Daemons Lächeln war freundlich und ein wenig
selbstironisch. »Ich weiß es nicht. Sie ist noch nicht geboren
worden. Aber ich liebe sie und diene ihr schon mein ganzes Leben
lang. Ich werde keine andere lieben. Und willentlich werde ich
keiner anderen dienen.« Er streckte die Hand über den Tisch aus und
legte sie auf Jareds. »Lass dir Gold nicht nehmen, Jared. Verbringe
den Rest deines Lebens nicht damit zu bereuen, dass du das Risiko
nicht eingegangen bist.«
Dann leerte Daemon sein Glas und erhob sich. »Ich
muss gehen.«
Jared stand ebenfalls auf. Es gab so vieles, was er
sagen wollte, doch Worte reichten nicht aus.

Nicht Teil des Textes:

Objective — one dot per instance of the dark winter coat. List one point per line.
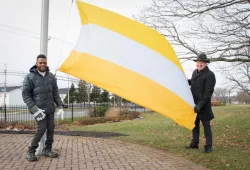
(41, 92)
(202, 87)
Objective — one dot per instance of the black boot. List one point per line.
(31, 156)
(192, 147)
(50, 153)
(207, 149)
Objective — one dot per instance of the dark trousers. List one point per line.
(43, 125)
(207, 132)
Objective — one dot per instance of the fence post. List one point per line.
(72, 112)
(5, 115)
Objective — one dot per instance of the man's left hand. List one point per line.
(196, 110)
(60, 112)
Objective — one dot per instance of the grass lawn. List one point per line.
(231, 136)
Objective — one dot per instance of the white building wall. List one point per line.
(15, 97)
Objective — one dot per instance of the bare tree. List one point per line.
(239, 76)
(242, 97)
(218, 27)
(221, 94)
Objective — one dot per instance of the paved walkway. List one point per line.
(84, 153)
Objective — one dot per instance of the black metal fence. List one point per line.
(21, 114)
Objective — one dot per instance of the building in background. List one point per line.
(13, 95)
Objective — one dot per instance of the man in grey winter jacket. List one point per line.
(40, 93)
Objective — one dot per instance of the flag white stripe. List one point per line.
(120, 50)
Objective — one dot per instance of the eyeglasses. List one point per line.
(42, 62)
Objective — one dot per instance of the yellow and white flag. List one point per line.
(130, 60)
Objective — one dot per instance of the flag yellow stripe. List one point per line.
(134, 30)
(130, 85)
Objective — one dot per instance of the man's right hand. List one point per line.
(39, 115)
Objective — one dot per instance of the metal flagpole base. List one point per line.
(41, 145)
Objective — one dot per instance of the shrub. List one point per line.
(99, 111)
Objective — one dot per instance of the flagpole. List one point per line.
(43, 50)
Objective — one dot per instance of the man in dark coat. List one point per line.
(202, 87)
(40, 92)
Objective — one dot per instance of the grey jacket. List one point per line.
(41, 92)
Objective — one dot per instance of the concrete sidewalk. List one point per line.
(84, 153)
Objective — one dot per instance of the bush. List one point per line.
(130, 114)
(99, 111)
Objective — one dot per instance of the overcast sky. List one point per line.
(20, 22)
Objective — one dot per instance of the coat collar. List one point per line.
(198, 73)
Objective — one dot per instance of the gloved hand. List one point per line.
(60, 112)
(39, 115)
(196, 109)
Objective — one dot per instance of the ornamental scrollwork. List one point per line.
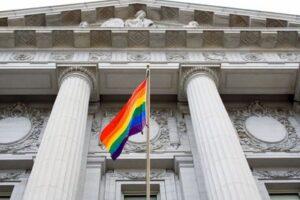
(257, 109)
(22, 56)
(275, 174)
(11, 175)
(31, 141)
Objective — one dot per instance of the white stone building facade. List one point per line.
(225, 88)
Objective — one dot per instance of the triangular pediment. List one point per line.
(162, 13)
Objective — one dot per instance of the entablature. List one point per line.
(182, 37)
(156, 10)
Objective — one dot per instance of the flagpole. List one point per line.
(148, 135)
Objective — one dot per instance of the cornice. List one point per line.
(90, 6)
(95, 56)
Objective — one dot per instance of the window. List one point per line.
(284, 197)
(139, 197)
(137, 191)
(5, 192)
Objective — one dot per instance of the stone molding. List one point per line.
(109, 8)
(84, 71)
(188, 72)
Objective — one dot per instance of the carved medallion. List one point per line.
(176, 56)
(61, 56)
(138, 56)
(289, 56)
(214, 56)
(100, 56)
(261, 137)
(279, 173)
(253, 57)
(13, 129)
(30, 141)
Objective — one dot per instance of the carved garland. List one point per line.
(249, 143)
(31, 141)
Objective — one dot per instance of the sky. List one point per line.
(285, 6)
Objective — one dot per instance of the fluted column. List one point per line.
(227, 175)
(56, 171)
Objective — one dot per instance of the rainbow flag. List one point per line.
(129, 121)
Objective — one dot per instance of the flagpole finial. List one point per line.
(148, 71)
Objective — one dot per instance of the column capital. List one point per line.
(84, 71)
(189, 71)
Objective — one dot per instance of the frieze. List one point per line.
(239, 117)
(277, 174)
(31, 142)
(148, 56)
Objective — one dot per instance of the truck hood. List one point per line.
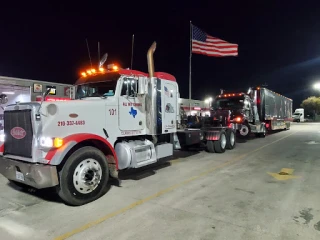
(61, 119)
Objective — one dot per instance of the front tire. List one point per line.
(84, 177)
(264, 132)
(220, 145)
(245, 130)
(231, 139)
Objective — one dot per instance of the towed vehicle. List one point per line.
(257, 111)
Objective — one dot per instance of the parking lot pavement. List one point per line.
(263, 189)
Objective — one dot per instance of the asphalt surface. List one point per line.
(236, 195)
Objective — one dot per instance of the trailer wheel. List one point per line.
(231, 139)
(210, 146)
(84, 177)
(220, 145)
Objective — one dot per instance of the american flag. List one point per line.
(166, 91)
(205, 44)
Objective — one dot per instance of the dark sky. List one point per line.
(279, 41)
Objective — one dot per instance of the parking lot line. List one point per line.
(162, 192)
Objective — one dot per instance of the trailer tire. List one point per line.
(231, 139)
(89, 165)
(220, 145)
(210, 146)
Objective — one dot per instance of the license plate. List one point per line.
(19, 176)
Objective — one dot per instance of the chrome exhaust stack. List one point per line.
(151, 50)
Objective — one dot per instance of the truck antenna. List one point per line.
(98, 52)
(89, 52)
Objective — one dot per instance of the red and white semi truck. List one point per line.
(119, 119)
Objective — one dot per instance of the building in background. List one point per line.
(199, 108)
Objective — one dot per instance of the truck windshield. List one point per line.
(96, 89)
(228, 103)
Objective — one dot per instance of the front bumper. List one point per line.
(235, 126)
(34, 175)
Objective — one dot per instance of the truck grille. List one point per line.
(18, 133)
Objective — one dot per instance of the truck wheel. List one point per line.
(84, 177)
(220, 145)
(231, 139)
(245, 130)
(263, 133)
(210, 146)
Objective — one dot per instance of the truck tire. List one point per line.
(84, 177)
(231, 139)
(220, 145)
(210, 146)
(263, 133)
(245, 130)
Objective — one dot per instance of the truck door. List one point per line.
(169, 106)
(131, 113)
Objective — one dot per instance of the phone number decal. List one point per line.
(71, 123)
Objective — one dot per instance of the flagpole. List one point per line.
(190, 67)
(132, 44)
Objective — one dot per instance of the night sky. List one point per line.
(279, 41)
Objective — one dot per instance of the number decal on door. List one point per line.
(113, 111)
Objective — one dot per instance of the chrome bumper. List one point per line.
(32, 174)
(235, 126)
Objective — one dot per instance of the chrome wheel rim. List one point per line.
(244, 130)
(223, 141)
(232, 138)
(87, 176)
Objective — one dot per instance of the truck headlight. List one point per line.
(51, 142)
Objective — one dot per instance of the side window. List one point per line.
(129, 87)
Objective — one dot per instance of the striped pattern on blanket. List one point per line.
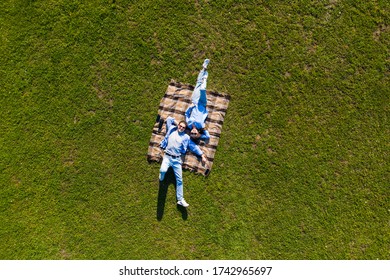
(175, 102)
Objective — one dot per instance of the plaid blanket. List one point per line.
(175, 102)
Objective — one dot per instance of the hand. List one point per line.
(204, 159)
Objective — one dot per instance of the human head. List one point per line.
(182, 126)
(195, 133)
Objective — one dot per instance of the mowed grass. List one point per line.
(302, 167)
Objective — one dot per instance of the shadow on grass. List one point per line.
(162, 196)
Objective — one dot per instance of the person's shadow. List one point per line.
(162, 196)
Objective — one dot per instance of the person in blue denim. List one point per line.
(197, 113)
(175, 144)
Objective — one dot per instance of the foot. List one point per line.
(206, 63)
(183, 203)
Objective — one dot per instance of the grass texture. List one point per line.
(302, 167)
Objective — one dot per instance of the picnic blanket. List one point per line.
(174, 103)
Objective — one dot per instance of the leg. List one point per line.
(177, 169)
(164, 168)
(199, 93)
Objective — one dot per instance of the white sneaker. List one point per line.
(206, 63)
(183, 203)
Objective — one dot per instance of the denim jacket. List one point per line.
(185, 145)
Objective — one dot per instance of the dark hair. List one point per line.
(184, 122)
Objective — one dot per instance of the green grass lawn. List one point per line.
(302, 166)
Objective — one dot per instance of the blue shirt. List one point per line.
(176, 143)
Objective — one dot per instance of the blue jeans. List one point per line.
(199, 93)
(175, 163)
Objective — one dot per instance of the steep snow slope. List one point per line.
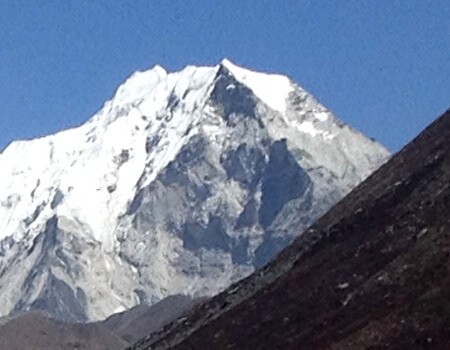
(182, 183)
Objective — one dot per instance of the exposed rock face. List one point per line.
(182, 183)
(372, 273)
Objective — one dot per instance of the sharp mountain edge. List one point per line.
(372, 273)
(183, 183)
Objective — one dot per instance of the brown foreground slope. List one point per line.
(37, 331)
(372, 273)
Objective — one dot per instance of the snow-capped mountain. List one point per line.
(181, 184)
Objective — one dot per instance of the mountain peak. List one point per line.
(272, 89)
(181, 180)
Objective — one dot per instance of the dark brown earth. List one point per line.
(37, 331)
(373, 273)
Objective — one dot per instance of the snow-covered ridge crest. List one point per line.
(182, 183)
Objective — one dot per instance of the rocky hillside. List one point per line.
(373, 273)
(183, 183)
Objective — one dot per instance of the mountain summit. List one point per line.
(183, 182)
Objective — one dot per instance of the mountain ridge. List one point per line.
(371, 273)
(173, 184)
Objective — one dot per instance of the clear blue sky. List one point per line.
(383, 66)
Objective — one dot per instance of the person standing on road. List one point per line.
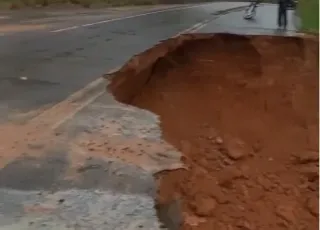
(282, 13)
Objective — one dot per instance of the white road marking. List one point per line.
(65, 29)
(128, 17)
(61, 112)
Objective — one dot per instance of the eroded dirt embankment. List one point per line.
(243, 110)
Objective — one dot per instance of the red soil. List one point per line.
(244, 113)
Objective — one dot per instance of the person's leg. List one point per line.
(279, 16)
(285, 18)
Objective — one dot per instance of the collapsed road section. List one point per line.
(243, 111)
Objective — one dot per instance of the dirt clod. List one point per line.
(243, 110)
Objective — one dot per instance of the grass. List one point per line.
(18, 4)
(309, 13)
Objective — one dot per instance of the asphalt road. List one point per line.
(51, 177)
(45, 66)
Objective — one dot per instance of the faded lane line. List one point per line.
(127, 17)
(65, 29)
(63, 111)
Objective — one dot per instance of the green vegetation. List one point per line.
(309, 13)
(17, 4)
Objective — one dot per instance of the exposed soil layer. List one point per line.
(243, 110)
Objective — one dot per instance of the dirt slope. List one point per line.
(243, 110)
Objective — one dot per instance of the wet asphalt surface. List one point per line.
(57, 64)
(41, 68)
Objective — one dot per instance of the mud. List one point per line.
(243, 110)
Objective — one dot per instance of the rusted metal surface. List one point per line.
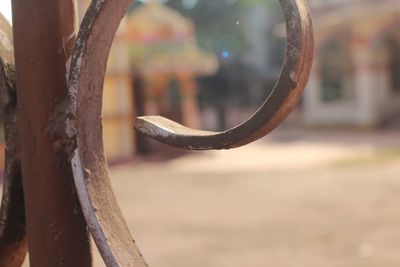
(84, 129)
(44, 35)
(83, 140)
(284, 97)
(13, 243)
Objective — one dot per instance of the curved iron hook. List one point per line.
(83, 122)
(284, 97)
(13, 241)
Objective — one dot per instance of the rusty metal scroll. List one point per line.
(13, 242)
(83, 120)
(284, 97)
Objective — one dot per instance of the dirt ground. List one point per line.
(294, 199)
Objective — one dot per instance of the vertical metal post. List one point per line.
(44, 35)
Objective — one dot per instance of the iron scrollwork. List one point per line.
(83, 133)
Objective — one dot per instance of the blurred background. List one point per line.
(321, 190)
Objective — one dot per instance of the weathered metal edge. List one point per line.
(284, 97)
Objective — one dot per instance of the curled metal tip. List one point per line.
(284, 97)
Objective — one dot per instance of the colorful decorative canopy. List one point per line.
(163, 41)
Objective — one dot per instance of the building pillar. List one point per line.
(189, 104)
(312, 94)
(366, 100)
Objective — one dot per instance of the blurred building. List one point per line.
(356, 74)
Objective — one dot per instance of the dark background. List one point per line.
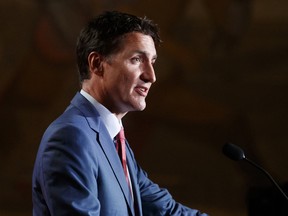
(221, 76)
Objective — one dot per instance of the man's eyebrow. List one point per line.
(145, 53)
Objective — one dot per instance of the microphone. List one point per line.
(234, 152)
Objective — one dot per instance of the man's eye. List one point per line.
(136, 59)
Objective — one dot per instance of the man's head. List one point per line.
(116, 53)
(104, 35)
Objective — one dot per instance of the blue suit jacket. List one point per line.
(78, 172)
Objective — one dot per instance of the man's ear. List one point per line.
(95, 61)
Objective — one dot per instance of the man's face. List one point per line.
(129, 74)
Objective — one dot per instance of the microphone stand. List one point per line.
(268, 175)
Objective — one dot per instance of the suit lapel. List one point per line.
(114, 162)
(134, 182)
(106, 144)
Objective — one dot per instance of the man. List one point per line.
(78, 170)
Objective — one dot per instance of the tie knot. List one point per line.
(121, 136)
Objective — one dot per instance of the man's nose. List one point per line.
(148, 74)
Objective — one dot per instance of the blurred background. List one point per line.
(222, 76)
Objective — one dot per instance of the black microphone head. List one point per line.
(233, 152)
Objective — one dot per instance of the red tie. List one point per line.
(121, 149)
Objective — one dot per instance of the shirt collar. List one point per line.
(110, 121)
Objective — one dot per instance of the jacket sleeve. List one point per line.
(158, 201)
(68, 171)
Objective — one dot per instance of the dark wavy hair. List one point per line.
(104, 33)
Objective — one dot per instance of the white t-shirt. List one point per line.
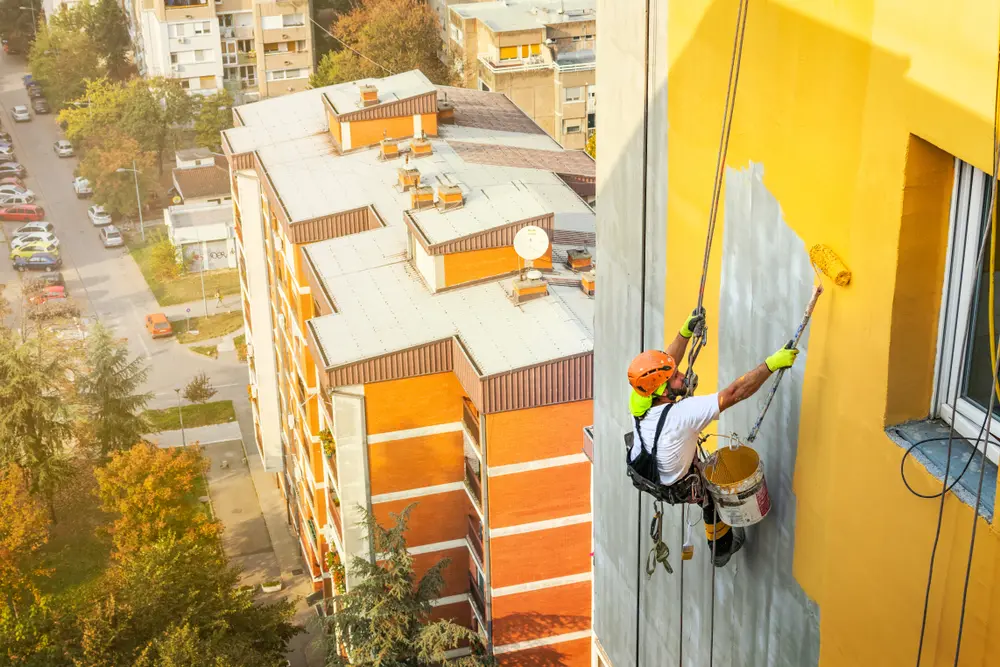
(679, 439)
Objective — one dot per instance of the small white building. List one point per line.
(204, 235)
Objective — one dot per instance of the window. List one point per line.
(964, 373)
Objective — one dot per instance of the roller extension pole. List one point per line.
(791, 344)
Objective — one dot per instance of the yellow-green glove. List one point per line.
(783, 358)
(694, 320)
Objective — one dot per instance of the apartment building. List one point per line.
(399, 355)
(540, 53)
(868, 129)
(255, 50)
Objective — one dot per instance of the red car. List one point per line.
(22, 213)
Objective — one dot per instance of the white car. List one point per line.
(41, 227)
(98, 216)
(63, 148)
(43, 238)
(82, 187)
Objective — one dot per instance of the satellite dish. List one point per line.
(531, 243)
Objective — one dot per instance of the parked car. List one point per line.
(22, 213)
(111, 237)
(63, 148)
(33, 249)
(158, 325)
(31, 239)
(98, 216)
(39, 261)
(82, 188)
(41, 227)
(20, 114)
(13, 169)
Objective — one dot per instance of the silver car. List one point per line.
(111, 237)
(63, 148)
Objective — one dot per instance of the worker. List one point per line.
(668, 423)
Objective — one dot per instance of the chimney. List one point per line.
(409, 178)
(422, 196)
(578, 260)
(420, 147)
(388, 149)
(450, 197)
(369, 95)
(530, 285)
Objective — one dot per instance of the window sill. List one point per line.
(932, 455)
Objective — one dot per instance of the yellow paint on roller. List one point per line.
(827, 261)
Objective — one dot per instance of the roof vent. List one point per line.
(422, 196)
(450, 197)
(369, 95)
(388, 149)
(420, 146)
(578, 260)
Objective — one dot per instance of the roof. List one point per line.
(514, 15)
(197, 182)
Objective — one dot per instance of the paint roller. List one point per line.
(826, 262)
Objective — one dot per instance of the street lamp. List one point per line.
(138, 200)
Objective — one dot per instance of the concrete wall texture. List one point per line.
(833, 99)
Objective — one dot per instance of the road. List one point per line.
(106, 283)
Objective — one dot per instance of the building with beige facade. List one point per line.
(540, 53)
(253, 49)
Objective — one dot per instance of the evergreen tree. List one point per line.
(386, 616)
(110, 393)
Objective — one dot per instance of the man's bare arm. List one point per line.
(743, 387)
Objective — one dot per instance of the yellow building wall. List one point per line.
(830, 94)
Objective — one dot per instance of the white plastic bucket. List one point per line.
(735, 478)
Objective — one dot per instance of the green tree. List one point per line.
(398, 35)
(386, 614)
(64, 56)
(109, 390)
(35, 423)
(111, 34)
(215, 114)
(199, 389)
(172, 598)
(151, 493)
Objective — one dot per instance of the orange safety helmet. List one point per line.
(650, 370)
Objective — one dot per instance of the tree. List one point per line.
(215, 114)
(398, 35)
(64, 56)
(177, 603)
(151, 492)
(109, 389)
(199, 389)
(35, 424)
(111, 34)
(387, 614)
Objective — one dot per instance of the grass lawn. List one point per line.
(241, 347)
(204, 414)
(185, 288)
(209, 327)
(210, 351)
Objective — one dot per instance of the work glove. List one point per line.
(783, 358)
(694, 320)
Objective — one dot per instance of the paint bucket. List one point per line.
(735, 478)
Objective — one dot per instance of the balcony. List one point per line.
(474, 486)
(474, 536)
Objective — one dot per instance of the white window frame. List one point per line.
(967, 225)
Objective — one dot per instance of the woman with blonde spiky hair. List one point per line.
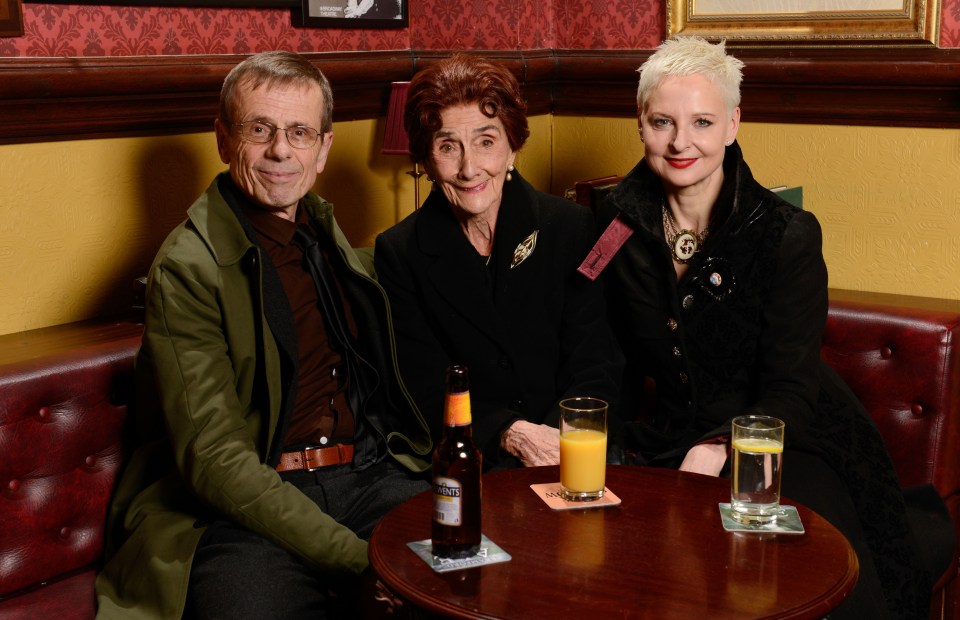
(719, 294)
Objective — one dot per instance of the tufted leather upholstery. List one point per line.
(901, 356)
(63, 395)
(63, 400)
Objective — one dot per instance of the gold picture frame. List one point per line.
(807, 23)
(11, 18)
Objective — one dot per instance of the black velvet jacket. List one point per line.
(738, 334)
(530, 333)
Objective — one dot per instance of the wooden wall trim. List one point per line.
(48, 99)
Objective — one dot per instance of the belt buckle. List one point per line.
(306, 459)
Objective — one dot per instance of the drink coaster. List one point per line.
(787, 522)
(549, 492)
(490, 553)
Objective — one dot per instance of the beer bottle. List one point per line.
(456, 475)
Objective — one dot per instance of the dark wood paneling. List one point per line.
(46, 99)
(896, 87)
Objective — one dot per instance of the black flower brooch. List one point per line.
(716, 278)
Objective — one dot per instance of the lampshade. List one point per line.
(395, 136)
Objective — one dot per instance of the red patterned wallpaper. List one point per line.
(94, 30)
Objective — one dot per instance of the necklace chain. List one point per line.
(683, 242)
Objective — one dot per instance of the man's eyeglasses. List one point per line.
(261, 132)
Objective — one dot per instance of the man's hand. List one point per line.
(705, 459)
(533, 444)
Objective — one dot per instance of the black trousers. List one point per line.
(238, 575)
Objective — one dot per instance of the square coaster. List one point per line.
(787, 522)
(490, 553)
(549, 492)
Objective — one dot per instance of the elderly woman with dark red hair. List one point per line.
(484, 274)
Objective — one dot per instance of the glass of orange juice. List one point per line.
(583, 448)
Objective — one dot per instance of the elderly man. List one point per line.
(272, 429)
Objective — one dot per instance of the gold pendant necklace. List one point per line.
(683, 242)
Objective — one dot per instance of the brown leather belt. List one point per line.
(315, 458)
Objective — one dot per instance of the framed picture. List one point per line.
(354, 13)
(11, 18)
(807, 23)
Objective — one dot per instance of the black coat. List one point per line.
(530, 334)
(739, 334)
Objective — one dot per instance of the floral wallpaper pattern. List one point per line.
(65, 30)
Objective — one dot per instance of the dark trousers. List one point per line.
(239, 575)
(809, 480)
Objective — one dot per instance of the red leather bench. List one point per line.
(64, 390)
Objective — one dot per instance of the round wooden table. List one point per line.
(662, 553)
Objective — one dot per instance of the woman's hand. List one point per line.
(533, 444)
(705, 459)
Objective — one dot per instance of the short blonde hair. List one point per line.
(683, 56)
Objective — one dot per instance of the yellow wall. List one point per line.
(80, 220)
(888, 199)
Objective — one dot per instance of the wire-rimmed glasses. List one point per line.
(262, 132)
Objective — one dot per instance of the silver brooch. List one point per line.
(524, 250)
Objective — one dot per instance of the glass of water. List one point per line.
(757, 444)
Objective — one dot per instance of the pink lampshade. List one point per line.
(395, 136)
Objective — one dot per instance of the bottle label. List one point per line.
(446, 501)
(457, 409)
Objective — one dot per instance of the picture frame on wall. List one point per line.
(354, 13)
(807, 23)
(11, 18)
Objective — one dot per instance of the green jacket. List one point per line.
(210, 384)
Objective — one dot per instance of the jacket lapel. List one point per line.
(457, 273)
(454, 269)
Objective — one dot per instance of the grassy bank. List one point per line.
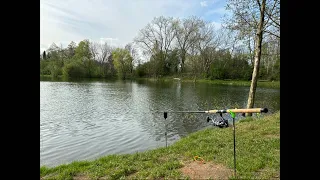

Nach einem tiefen
Atemzug packte er Daemon an den Schultern, öffnete seine inneren
Barrieren und ließ seine Gefühle durch seine Hände strömen – seine
Dankbarkeit, seine Freundschaft und die ehrliche Hoffnung, dass
Daemon eines Tages seine Lady finden würde.
Ein wenig beschämt trat er einen Schritt zurück.
»Möge die Dunkelheit dich umarmen, Prinz Sadi.«
Daemon nahm Jareds Gesicht in seine Hände und
küsste ihn sanft auf den Mund. »Und dich, Lord Jared. Und
dich.«
Jared blieb noch lange, nachdem Daemon fort war. Er
hob sein Glas und stellte es dann wieder ab, ohne davon getrunken
zu haben.
Nachdem Jared sich ein letztes Mal umgesehen hatte,
verließ auch er die Herberge.
Es war an der Zeit, nach Grauhafen
aufzubrechen.
Es war an der Zeit, ein Risiko einzugehen.